Proof, based on the Pulitzer Prize winning play of the same name, is a movie that looks at the boundaries between brilliance and madness, and questions our willingness to believe in things that don’t fit into what we have come to believe.
Gwenyth Paltrow reprises her role as Catherine, the daughter of a brilliant and mentally ill mathematician, Robert (Anthony Hopkins). Catherine has spent many years caring for her ill father and upon his death is lost and many worry that she is suffering from the same illness that overtook her father, particularly her sister Claire (Hope Davis). As Claire tries to convince her sister to come back to New York with her and seek some help and her father’s student, Hal (Jake Gyllenhal) searches through Robert’s writings to see if he was at all productive in the latter years of his life and a proof is found. This proof stands to revolutionize the math world as we know it but controversy arises as Catherine proclaims she is the author of this work, not her father.
Proof director John Madden tells the story of Catherine alternating between flashbacks that depict her life with her father during the years he was deep and the present day as she buries her father and the proof is discovered. His approach is that of a slow burn. You learn an awful lot about Claire and her time with her father as well as her current and past mental state, to the point that you begin to question her authorship of the proof just as the other characters in the film question her ability to create such a complex work. The movie doesn’t quite succeed in building and delivering on the suspense it tries so desperately to create however, because it spends a lot of time doing nothing and going nowhere. The movie reaches the halfway mark before the discovery of the proof is even revealed, leaving very little time and a series of montages to go from questioning who wrote the proof to finally coming up with an answer…sort of.
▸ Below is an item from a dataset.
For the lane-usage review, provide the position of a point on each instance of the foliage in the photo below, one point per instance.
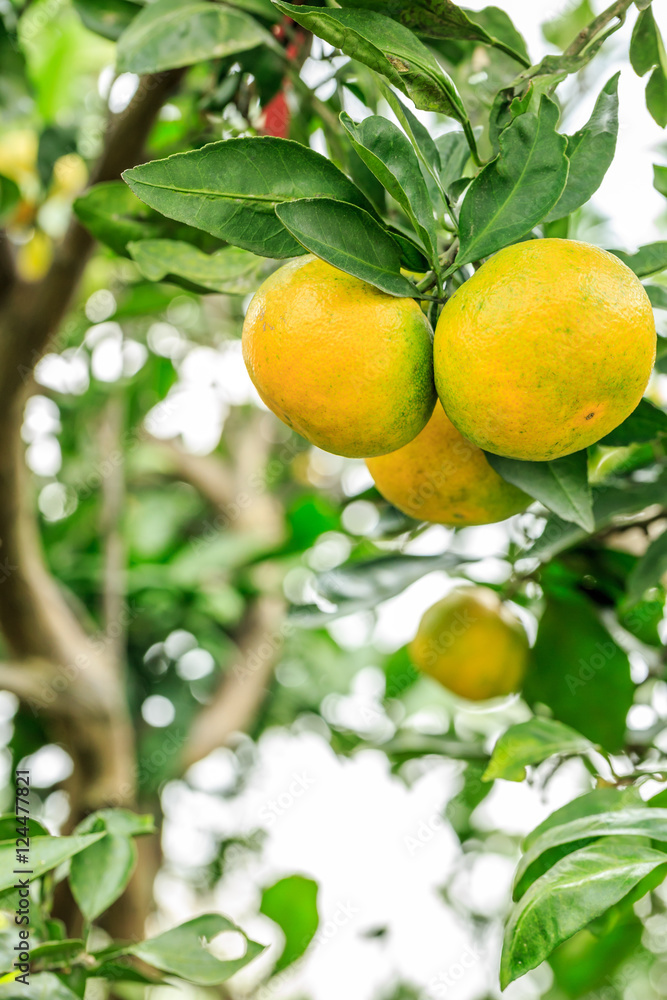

I’ve never seen the play, but considering it won a Pulitzer it can’t be that bad. David Auburn who wrote the play also wrote the screenplay. Some would argue that isn’t a good idea, that when it comes to adapting source material someone other than the original author should do the writing. After watching Proof I’m inclined to agree with them.
Rarely do DVD extras of non-animated or children friendly films offer anything worth writing about. Proof’s DVD extras are no exception. There are very few offerings: a director’s commentary, deleted scenes, and a making of Proof - how it went from play to film. What these extras offer the viewer is minimal. With the exception of the deleted scenes, the other special features are just as slickly produced as the movie itself but don't really give any insight on the making of the film.
I’ve never been a big fan of the director’s commentary of a film. I haven’t been because much of the commentary seems scripted, arrogant and not all that informative these days. There are some exceptions to this rule, Michael Bay on the Bad Boys DVD and Tarantino on Pulp Fiction, but Proof’s director John Madden sounds like a monotone narrator as he explains to us how he never likes opening credits on film but how in this case they were important because they brought an empty feel to this scene and that is what he was looking for. Spare me. Please.
There are only three deleted scenes and they are all of different versions of scenes that actually made the film. The differences are so slight that if you aren’t paying close enough attention you could easily miss the changes. Also the one section of the special features, the from play-to-film section, which had the ability to be the most interesting and informative is a complete bust. I watched and learned no more about how they took the story form play to film than I knew before I began. There are no interviews with Jake Gyllenhal for this piece which seemed a bit odd considering they interviewed everyone else (there is lots of footage of him however).
I suggest watching the movie but skipping the extras. The movie isn’t half bad but there are better things you can do with yourself than watching lame and dull special features on this DVD.